Son travail photographique a toujours été influencé par l’auteur uruguayen Eduardo Galeano. Lequel écrit dans Les Veines ouvertes de l’Amérique latine combien « Potosi, condamnée à la nostalgie, tourmentée par la misère et le froid, reste une plaie ouverte dans le système colonial américain : une accusation toujours vivante. Le monde devrait commencer par lui demander pardon ». Galeano a tôt fait de relater, dans les années 1970, rappelle le photographe Miquel Dewever-Plana « la discrimination des peuples premiers, l’histoire du pillage des ressources naturelles et les atteintes aux droits humains sur ce vaste continent ».
Ce travail présenté à Visa pour l’image, à Perpignan, réalisé dans les entrailles des mines de Potosi, en Bolivie, se veut un nouveau chapitre de la radiographie qu’il poursuit depuis quelque vingt ans en Amérique latine. Cette fois, pendant près de neuf mois, Miquel Dewever-Plana a partagé la vie des mineurs de Potosi.

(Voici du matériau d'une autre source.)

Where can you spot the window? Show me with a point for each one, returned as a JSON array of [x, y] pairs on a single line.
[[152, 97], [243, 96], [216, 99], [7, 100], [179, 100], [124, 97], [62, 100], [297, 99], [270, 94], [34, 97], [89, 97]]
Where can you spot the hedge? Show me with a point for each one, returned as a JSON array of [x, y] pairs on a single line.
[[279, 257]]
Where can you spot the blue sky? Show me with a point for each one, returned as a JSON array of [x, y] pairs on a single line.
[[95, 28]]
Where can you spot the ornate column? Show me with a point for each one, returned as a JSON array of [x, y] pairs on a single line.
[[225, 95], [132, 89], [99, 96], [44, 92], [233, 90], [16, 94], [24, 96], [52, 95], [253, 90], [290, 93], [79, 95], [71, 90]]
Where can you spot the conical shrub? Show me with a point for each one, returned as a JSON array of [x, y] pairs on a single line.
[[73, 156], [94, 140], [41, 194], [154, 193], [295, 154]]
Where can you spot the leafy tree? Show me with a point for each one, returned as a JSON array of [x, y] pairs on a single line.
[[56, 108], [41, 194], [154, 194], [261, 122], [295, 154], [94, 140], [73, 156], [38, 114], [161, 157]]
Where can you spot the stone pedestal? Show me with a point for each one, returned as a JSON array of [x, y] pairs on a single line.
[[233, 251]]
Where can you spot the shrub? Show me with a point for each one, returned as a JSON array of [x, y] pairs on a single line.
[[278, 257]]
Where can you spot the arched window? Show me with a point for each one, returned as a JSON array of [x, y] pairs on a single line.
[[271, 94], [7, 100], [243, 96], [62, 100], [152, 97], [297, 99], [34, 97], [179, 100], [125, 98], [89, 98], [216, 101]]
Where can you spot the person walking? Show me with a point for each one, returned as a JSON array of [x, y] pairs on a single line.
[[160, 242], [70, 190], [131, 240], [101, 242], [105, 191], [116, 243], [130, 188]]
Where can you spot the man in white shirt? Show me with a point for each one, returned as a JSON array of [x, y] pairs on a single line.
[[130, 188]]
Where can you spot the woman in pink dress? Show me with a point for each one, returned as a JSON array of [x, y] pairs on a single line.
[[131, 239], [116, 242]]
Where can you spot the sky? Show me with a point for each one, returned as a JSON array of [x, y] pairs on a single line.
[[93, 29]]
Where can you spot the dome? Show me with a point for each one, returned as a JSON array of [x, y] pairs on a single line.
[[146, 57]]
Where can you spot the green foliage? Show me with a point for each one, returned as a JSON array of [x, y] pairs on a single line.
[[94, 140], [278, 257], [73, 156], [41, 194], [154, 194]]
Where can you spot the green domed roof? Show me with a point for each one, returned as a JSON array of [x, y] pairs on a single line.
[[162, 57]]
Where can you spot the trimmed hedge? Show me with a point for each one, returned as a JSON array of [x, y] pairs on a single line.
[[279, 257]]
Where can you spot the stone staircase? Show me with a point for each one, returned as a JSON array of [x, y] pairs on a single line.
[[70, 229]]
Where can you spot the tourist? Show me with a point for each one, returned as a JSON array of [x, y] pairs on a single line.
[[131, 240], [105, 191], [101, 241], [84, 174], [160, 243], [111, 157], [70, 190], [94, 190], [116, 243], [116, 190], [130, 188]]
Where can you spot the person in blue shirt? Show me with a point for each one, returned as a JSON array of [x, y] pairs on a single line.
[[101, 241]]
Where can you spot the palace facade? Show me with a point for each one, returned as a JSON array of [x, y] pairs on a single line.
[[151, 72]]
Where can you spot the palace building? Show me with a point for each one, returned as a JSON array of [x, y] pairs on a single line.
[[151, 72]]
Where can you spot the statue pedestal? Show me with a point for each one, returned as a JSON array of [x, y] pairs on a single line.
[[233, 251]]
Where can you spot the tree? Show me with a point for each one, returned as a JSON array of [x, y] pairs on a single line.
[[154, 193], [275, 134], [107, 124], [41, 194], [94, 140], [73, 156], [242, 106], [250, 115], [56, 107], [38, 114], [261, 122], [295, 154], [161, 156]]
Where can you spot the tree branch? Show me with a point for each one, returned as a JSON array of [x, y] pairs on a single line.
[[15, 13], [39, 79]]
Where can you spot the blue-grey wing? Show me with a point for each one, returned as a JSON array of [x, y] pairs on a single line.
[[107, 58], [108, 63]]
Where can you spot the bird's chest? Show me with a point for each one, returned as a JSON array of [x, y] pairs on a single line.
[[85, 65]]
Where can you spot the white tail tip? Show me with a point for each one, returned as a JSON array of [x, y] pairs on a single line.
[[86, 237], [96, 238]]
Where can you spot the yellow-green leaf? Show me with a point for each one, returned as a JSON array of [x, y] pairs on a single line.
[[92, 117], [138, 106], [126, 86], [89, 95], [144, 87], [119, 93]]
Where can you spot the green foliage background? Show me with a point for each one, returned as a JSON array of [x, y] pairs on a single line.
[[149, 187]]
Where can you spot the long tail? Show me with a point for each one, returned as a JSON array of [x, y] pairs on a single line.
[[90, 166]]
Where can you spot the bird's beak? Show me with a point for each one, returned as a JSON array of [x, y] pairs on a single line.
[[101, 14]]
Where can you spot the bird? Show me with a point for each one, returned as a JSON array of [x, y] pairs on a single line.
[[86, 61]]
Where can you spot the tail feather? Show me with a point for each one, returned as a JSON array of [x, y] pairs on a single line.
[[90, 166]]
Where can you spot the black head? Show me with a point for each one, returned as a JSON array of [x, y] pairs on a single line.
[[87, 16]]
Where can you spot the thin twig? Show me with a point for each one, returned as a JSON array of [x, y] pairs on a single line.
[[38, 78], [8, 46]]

La photographie et Potosi, c’est déjà une histoire longue (Sébastien Berrut, Yves Mailliere et Régis Bonnerot récemment), toujours recommencée, parce qu’on creuse toujours plus loin, fouillant les boyaux étroits du ventre de la montagne, culminant à plus de 4 700 mètres d’altitude. Avec toujours la même quête : trouver le filon d’argent qui mettrait fin à une pauvreté tenace. Pour ça, on multiplie les prières, les offrandes, les sacrifices, les processions. Dewever-Plana a suivi son sujet au plus près, négociant avec la lumière. Les rituels, le tout-venant, l’ordinaire. Celui des wagonnets, celui des repas partagés en famille. Un peuple aux joues gonflées par les feuilles de coca mâchées toute la journée, pour atténuer la faim et calmer les souffrances physiques.
« Obscurité, chaleur, poussière, vapeur d’arsenic, manque d’oxygène sous la terre pour les hommes. Lumière, vent et froid qui brûlent les yeux et la peau sur les pentes arides de la montagne pour les femmes. » Les conditions de travail n’ont presque pas changé depuis cinq siècles. Tout juste, observe le photographe, si l’espérance de vie d’un mineur est aujourd’hui de 50 ans. Elle était de moins de 35 ans il y a quelques décennies. Mais ils continuent encore de creuser, par milliers. Parce que les paysans indiens n’ont pas d’autre choix que d’abandonner une terre qui ne les nourrit pas.
Bolivie : pour tout l’argent de Potosi, Miquel Dewever-Plana, Visa pour l’image, Perpignan, jusqu’au 16 septembre. Entrée libre.